Here is my code :
$sql1 = 'SELECT * FROM login WHERE age= "$age", town = "$town" and ID != "$id"';
$result1 = mysql_query($sql1);
$numResults1 = mysql_num_rows($result1);
My variables are fine, they have data in them. The error is this :
Warning: mysql_num_rows(): supplied argument is not a valid MySQL result resource in.....
There is a possibility that numResults could equal 0 but it still should not cause this.
Could it be the != in the first line that is causing it??
The problem is you have a bad SQL query:
$sql1 = 'SELECT * FROM login WHERE age= "$age", town = "$town" and ID != "$id"';
Note the improper , after age = "$age" in the WHERE clause. It should be something like:
$sql1 = "SELECT * FROM login WHERE age= '$age' AND town = '$town' and ID != '$id'";
Your query has a syntax error. Check $result1 before attempting to use it; print mysql_error() when it's FALSE. You'll be told what the problem is.
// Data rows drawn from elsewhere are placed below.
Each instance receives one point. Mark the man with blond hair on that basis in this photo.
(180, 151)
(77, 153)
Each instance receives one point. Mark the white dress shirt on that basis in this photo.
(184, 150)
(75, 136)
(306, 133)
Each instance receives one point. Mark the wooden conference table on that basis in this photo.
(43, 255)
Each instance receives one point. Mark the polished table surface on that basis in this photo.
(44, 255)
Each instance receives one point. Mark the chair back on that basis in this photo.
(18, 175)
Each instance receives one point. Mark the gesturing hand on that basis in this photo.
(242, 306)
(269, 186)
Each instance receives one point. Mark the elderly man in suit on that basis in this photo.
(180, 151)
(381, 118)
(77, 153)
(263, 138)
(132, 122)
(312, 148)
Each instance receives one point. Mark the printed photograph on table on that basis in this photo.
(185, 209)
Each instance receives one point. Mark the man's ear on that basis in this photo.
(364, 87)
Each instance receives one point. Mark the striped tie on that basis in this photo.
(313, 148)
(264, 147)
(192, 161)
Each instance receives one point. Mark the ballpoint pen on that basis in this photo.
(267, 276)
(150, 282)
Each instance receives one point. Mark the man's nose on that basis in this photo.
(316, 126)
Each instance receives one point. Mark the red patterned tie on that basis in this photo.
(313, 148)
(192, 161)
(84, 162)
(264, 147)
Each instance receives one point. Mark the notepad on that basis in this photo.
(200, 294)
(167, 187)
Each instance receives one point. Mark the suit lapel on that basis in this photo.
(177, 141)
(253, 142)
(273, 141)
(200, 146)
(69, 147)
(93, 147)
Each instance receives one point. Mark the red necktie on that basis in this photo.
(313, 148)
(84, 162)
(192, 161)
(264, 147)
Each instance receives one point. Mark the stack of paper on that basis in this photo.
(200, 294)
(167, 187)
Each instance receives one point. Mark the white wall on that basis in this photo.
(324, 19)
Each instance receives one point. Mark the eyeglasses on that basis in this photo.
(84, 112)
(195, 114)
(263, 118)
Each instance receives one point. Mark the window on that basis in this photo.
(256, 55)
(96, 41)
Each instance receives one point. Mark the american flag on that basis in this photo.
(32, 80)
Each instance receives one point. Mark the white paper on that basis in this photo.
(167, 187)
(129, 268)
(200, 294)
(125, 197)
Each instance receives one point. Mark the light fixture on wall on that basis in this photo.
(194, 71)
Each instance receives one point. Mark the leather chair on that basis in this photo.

Also, your use of single quotes for the SQL query string means that variable interpolation will not occur... so you are unlikely to ever get rows returned.
You're getting your single and double quotes mixed up. Make all single quotes double quotes and vice versa.
Try echoing $sql1 to see what I mean
There is a possibility that numResults could equal 0 but it still should not cause this.
No. It means you have a problem with your SQL.
$var = 3; echo '$var'; will echo literally $var instead of 3.
!=and<>are both valid MySQL not equal operators.$result1 = mysql_query($sql1) or die( mysql_error() );